Prime Day Press Prostration ⇥ twitter.com
Karl Bode in a lengthy Twitter thread:
It’s so bizarre that the lion’s share of tech news sites traffic in Amazon blogspam a few days a year and nobody in any position of power seems to think that’s gross or weird in any way.
Affiliate linking schemes seem to blur the line between advertising and reporting when they are used as an excuse to promote a sale. These posts do not represent a typical ad or “native ad”, where an ad is made to look like an article; Amazon has not directly paid for this coverage. But Amazon does give media outlets a cut of every sale they direct readers toward.
The remarkable thing is that these posts are not tainting coverage of Amazon as one might assume. If anything, the press is leaning into the company’s worst aspects in the same breath as providing critical coverage, which is almost surreal in its presentation. I have used Bode’s thread as a starting point for a few examples.
This morning, the Verge’s homepage contained thirteen separate Prime Day posts — plus another with links to products on sale at other big box retailers — alongside a summary of that ITV investigation that found millions of products destroyed by Amazon annually. Wired’s homepage yesterday featured a story about Amazon’s poor labour practices — strangely tagged “Office Politics” — literally surrounded by posts about Prime Day and competing promotions from other retailers. CNN’s homepage this morning contained an entire block of Prime Day promotion just below the top stories.

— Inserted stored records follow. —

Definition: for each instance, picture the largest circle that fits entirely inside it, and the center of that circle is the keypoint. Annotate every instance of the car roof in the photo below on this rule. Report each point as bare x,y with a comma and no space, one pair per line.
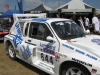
44,19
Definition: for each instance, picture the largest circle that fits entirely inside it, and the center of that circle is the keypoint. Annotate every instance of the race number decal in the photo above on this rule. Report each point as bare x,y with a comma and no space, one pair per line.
48,59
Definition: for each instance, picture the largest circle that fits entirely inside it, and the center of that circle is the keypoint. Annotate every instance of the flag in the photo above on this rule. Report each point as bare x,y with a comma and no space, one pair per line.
20,5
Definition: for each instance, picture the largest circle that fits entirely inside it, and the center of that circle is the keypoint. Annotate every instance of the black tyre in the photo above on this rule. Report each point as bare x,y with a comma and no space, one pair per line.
73,69
11,52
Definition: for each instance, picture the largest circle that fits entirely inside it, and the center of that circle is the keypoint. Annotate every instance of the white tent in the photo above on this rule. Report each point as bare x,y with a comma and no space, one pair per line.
75,6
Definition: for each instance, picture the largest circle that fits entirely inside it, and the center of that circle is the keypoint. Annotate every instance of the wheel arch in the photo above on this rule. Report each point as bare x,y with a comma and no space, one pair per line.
71,62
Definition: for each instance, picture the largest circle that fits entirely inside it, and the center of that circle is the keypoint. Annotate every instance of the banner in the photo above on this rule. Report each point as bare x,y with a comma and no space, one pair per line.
20,5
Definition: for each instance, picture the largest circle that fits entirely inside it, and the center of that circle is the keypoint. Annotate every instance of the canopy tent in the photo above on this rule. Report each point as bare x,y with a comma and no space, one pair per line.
75,6
9,13
40,8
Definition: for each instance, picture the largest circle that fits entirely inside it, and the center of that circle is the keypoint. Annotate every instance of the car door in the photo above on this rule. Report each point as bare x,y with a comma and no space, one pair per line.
45,50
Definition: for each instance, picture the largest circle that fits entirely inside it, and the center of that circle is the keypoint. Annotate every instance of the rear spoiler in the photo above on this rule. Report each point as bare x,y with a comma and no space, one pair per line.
21,16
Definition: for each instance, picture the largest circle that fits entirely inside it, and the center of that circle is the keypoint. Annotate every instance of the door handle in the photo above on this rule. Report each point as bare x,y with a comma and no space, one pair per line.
29,40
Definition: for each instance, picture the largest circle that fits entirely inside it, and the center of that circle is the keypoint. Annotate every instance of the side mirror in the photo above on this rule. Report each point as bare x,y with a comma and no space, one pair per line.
50,39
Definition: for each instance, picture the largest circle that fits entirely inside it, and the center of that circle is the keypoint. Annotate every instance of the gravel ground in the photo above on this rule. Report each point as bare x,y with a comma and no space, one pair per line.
18,67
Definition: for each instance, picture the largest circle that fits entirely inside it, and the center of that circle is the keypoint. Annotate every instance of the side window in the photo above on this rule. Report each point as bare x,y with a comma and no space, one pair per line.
39,31
26,29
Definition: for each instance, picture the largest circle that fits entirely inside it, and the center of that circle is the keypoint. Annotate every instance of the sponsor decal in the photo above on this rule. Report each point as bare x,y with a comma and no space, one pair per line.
97,41
82,62
18,37
61,55
80,51
47,48
17,40
90,56
25,52
47,58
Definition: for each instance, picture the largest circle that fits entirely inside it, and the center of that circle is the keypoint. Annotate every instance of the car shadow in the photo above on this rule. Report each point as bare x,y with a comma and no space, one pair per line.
34,69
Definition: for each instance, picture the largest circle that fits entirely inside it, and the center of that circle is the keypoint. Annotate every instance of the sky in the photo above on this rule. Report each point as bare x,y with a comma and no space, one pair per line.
31,4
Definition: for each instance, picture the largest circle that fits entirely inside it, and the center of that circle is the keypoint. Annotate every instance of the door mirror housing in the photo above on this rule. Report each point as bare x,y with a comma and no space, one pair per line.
50,39
87,31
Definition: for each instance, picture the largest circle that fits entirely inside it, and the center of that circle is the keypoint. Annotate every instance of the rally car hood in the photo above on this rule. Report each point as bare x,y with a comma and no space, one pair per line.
88,44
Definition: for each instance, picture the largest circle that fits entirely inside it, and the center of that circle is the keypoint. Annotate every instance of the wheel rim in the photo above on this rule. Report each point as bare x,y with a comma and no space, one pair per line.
74,71
11,51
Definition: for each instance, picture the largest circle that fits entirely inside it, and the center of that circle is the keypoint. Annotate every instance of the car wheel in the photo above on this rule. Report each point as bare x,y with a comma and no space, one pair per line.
74,70
11,52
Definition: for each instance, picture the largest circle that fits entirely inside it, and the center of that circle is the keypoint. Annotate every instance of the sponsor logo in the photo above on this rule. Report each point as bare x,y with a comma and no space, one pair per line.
97,41
68,46
80,51
81,62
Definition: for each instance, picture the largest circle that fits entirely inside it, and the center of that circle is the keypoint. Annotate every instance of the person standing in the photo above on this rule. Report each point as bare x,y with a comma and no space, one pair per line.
86,22
95,23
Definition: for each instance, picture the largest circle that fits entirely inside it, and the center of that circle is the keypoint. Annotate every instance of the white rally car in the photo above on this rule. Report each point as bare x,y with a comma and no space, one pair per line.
54,45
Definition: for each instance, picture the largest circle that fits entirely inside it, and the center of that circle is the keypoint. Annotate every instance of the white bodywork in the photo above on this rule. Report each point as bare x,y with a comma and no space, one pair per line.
30,50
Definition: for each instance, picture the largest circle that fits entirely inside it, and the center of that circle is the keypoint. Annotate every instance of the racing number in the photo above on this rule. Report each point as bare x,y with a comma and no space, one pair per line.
45,58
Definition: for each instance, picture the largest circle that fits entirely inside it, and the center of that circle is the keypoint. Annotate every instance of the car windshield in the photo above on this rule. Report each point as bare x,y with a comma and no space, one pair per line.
67,29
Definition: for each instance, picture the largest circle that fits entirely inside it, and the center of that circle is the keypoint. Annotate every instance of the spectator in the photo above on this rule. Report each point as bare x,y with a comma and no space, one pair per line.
73,17
86,22
95,23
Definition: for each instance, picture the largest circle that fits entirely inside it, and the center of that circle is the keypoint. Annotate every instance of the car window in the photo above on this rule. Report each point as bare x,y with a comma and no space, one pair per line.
21,26
39,31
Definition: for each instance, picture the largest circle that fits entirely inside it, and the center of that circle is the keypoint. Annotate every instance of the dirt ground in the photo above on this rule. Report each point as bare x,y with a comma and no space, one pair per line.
18,67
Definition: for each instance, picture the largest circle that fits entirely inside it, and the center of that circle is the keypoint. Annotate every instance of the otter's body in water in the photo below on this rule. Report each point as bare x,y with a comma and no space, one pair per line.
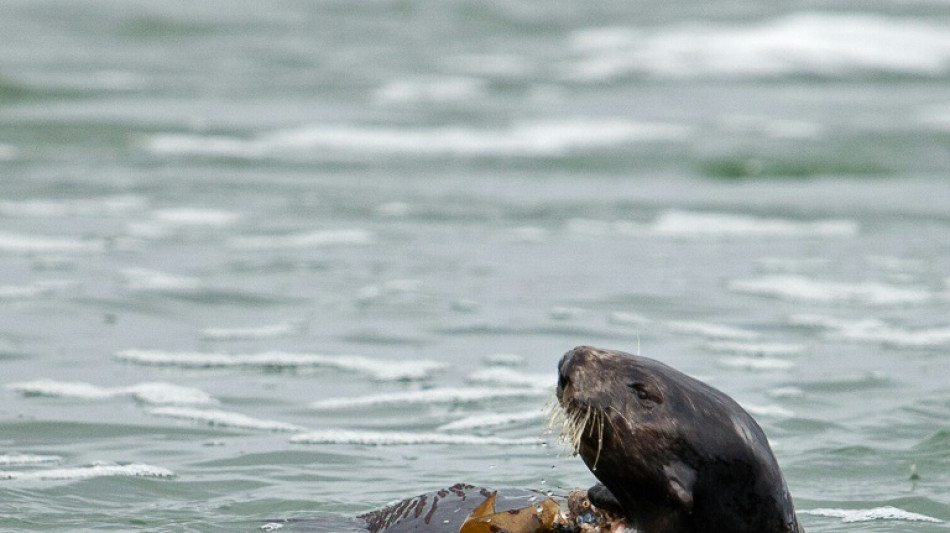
673,454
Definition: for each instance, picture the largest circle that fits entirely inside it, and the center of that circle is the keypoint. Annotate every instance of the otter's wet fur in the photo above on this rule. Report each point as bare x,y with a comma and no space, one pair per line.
673,454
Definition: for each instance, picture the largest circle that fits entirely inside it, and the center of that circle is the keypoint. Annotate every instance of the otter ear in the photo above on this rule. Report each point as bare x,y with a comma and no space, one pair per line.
681,478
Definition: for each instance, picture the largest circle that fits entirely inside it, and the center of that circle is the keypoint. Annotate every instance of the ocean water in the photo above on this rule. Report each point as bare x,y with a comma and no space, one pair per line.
301,259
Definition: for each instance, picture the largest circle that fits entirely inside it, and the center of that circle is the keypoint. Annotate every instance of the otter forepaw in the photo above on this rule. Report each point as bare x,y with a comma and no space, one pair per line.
601,497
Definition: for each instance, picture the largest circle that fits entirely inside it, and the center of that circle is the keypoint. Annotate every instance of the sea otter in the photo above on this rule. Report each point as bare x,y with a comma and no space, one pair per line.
673,454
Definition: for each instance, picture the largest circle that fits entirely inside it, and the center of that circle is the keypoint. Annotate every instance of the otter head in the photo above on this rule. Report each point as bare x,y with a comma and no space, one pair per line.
675,453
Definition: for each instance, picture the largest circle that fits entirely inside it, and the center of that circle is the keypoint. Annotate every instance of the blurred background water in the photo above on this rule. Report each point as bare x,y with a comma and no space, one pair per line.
267,260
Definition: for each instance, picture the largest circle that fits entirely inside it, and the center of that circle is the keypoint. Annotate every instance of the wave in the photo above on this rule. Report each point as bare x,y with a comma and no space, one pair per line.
831,292
701,224
492,420
870,515
755,348
37,244
811,44
768,411
151,393
429,396
711,225
527,139
376,368
878,331
87,472
108,206
143,279
395,438
270,331
215,417
8,152
430,89
35,291
165,222
757,364
503,376
714,331
27,459
309,239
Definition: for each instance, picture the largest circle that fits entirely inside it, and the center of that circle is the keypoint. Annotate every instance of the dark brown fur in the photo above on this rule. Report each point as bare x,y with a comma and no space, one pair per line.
674,455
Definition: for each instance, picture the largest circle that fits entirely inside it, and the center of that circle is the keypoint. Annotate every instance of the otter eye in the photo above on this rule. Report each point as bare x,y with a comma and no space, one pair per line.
562,381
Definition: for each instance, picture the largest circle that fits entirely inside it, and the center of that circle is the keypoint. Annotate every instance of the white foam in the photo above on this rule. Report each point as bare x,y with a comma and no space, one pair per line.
376,368
270,331
873,330
543,138
395,290
714,331
755,348
35,291
724,225
601,228
215,417
822,44
145,280
621,318
869,515
565,313
394,438
504,359
85,207
430,90
491,420
30,244
500,376
151,393
831,292
27,459
87,472
430,396
760,364
196,216
310,239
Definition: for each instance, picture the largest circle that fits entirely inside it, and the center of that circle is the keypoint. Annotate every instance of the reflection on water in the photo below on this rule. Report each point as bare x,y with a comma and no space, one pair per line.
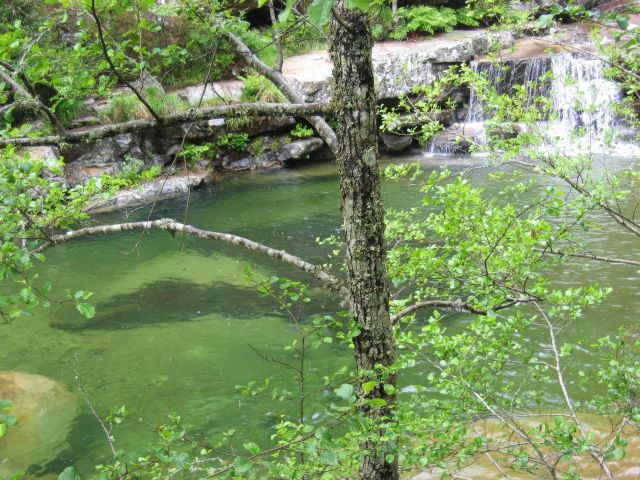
174,317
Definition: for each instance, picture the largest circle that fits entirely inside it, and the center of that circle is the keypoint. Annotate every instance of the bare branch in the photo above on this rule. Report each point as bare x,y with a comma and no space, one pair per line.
590,256
107,431
191,115
170,225
456,305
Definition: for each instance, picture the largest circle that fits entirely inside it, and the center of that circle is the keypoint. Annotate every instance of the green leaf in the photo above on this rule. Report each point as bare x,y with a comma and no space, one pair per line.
369,386
86,310
69,473
622,22
242,465
284,15
362,5
346,392
329,457
252,448
545,21
320,12
377,402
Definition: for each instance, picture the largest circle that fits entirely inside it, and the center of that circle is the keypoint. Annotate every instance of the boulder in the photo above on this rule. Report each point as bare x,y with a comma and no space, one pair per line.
394,142
44,410
398,66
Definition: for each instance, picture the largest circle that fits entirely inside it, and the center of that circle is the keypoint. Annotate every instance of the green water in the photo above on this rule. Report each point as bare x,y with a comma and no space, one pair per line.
173,325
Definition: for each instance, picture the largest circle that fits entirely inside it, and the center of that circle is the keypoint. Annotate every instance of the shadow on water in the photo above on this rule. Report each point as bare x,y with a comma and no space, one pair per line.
172,301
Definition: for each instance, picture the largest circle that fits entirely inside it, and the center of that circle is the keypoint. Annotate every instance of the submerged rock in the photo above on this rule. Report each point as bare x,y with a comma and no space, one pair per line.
44,410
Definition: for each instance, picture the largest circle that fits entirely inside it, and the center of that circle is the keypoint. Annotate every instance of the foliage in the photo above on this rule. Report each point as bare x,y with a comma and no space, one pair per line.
234,141
424,19
6,419
460,254
126,106
256,88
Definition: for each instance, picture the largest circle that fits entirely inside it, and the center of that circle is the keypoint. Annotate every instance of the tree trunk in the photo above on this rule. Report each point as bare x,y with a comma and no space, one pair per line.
363,215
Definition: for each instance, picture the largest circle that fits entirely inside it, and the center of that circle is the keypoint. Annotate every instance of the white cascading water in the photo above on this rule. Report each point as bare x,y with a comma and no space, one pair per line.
582,99
582,96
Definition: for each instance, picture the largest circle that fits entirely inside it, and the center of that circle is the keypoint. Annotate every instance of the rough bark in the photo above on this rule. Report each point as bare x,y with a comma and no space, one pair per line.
363,214
192,115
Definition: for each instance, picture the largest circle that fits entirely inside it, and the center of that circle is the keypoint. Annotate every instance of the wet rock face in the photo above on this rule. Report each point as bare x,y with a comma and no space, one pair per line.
398,66
45,412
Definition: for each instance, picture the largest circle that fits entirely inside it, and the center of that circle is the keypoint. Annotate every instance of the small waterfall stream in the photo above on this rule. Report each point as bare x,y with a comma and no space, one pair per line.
582,96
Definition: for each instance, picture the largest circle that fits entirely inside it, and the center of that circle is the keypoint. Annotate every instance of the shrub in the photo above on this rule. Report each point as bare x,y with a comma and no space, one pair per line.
126,106
302,131
234,141
424,19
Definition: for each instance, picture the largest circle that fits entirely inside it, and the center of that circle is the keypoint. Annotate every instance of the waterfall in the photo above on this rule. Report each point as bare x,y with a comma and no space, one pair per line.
583,101
582,96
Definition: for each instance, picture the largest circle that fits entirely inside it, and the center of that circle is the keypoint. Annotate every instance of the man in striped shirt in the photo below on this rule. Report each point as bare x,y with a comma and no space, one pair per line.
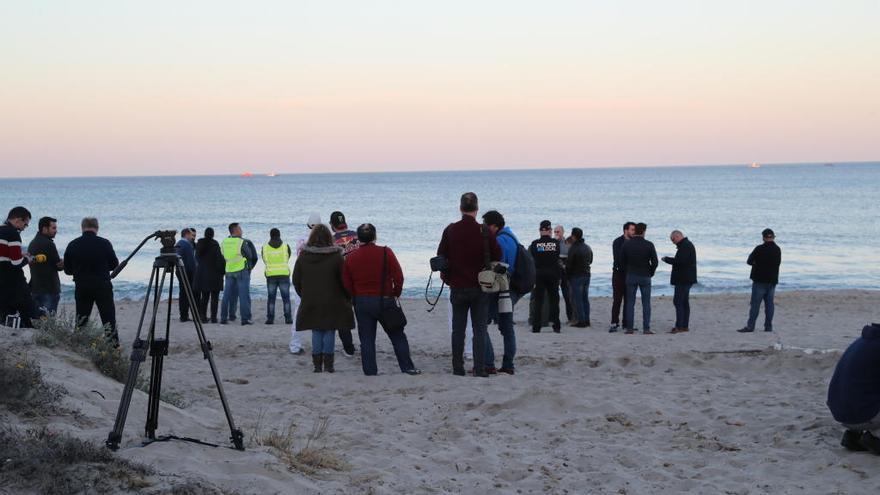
15,295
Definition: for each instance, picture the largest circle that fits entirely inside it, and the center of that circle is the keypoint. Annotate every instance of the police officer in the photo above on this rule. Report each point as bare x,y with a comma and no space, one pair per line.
545,250
276,257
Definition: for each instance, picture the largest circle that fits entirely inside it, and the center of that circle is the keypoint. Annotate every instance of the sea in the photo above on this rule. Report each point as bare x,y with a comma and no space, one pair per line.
825,215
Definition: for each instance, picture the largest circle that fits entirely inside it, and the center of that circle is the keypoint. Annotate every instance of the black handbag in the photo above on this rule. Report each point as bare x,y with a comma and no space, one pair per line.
391,318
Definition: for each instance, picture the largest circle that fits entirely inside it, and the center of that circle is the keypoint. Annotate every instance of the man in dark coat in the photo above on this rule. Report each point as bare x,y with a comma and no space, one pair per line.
15,295
45,284
210,268
854,391
90,259
683,277
639,259
186,250
545,250
764,260
468,249
618,276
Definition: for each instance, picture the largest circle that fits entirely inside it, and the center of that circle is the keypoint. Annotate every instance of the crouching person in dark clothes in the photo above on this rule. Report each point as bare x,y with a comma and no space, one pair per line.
373,277
854,392
90,259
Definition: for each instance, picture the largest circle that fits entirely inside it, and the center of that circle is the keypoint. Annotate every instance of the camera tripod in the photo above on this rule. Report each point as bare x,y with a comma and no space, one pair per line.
166,265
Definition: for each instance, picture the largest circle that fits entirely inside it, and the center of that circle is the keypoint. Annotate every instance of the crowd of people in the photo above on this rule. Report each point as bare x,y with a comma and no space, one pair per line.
342,280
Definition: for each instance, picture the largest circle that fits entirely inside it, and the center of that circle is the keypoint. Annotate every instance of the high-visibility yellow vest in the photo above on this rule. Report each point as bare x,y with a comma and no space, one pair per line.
231,249
276,260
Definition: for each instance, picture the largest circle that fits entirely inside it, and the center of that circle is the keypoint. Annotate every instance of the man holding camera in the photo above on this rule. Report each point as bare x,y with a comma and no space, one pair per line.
468,250
508,243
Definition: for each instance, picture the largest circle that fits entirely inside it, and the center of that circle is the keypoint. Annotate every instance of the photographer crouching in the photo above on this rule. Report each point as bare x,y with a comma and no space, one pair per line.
468,250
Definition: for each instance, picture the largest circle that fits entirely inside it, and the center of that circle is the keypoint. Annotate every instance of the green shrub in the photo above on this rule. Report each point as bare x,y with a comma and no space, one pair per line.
38,460
23,389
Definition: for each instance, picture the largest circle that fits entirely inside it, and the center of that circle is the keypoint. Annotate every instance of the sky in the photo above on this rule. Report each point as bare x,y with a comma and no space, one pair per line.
122,87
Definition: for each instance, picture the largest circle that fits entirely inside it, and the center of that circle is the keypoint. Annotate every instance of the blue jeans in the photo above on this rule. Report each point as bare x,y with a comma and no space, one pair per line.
476,302
237,288
681,301
580,293
762,292
274,284
367,310
48,301
643,285
505,327
323,342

I think there is a subtle difference between this ravenous Prime Day coverage and something like the New York Times’ ownership of the Wirecutter. The latter is a review website that uses kickbacks to fund its operations instead of advertising. I have often used the Wirecutter’s advice, but purchased the product in a store or through a different online retailer. These Prime Day posts are different: they specifically instruct readers to go shop at Amazon. They are nakedly promotional in a way that I think crosses a line and cannot be seen as ethical.